4 raisons de s’inquiéter pour l’avenir des conseillers FAIRE

Le « Service d'accompagnement pour la rénovation énergétique » vient de sortir du tiroir de la Ministre de la transition écologique et solidaire. Quatre ans après l'inscription d’un service public de la performance énergétique de l’habitat (SPPEH) dans la loi de transition énergétique et à quatre mois de l’extinction programmée du soutien de l’Ademe pour les Espaces info-énergie, voici enfin un financement pour l’accompagnement local ! Permettra-t-il de faire perdurer les missions essentielles de centaines de conseillers FAIRE qui orientent quotidiennement les citoyens au cours de leurs projets de travaux ? Rien n'est moins sûr... Sur le terrain, l'inquiétude règne.

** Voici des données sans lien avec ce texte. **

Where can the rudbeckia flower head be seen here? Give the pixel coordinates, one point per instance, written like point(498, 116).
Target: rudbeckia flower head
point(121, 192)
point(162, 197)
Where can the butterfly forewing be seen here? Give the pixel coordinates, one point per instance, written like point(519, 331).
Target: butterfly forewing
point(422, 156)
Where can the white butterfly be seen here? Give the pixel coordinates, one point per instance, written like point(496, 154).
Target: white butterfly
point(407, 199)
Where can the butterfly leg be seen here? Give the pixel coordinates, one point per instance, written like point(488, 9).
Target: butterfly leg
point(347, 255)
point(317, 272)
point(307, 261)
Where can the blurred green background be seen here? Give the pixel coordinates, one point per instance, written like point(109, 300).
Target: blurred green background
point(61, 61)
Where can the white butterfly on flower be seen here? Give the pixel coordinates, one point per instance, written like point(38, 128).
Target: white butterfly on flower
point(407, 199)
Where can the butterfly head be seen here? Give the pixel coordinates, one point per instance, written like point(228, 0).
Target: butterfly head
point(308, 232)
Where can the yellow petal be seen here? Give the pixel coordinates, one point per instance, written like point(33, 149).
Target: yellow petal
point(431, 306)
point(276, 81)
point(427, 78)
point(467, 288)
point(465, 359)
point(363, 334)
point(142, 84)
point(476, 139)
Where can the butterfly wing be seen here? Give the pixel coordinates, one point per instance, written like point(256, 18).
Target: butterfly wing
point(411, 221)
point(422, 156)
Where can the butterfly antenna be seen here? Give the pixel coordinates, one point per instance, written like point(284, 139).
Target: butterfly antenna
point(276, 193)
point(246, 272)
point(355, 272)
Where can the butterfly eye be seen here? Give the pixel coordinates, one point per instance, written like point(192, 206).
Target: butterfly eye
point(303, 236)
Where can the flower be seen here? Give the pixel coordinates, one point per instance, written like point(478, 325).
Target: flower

Paru dimanche 8 septembre 2019, un nouvel arrêté ministériel entérine la création du Service d’accompagnement pour la rénovation énergétique – qui sera financé grâce au dispositif des Certificats d’économies d’énergie (CEE) à hauteur de 200 millions d’euros sur cinq ans et piloté par l’Ademe. Les structures de terrain réunies au sein du CLER sont directement concernées par cette solution choisie par l’Etat : pour ces dizaines de conseiller·es qui accompagnent quotidiennement les citoyen·nes désireux de rendre leur logement plus efficace énergétiquement, elle représente un risque important de mettre en péril le modèle économique de leurs structures et leurs emplois, et pose de multiples questions d’ordre éthique et organisationnel qui menacent le bon déroulement de leurs actions. Accompagner les citoyens est pourtant essentiel pour l’accélération de la transition énergétique, et la promotion de travaux efficaces et ambitieux !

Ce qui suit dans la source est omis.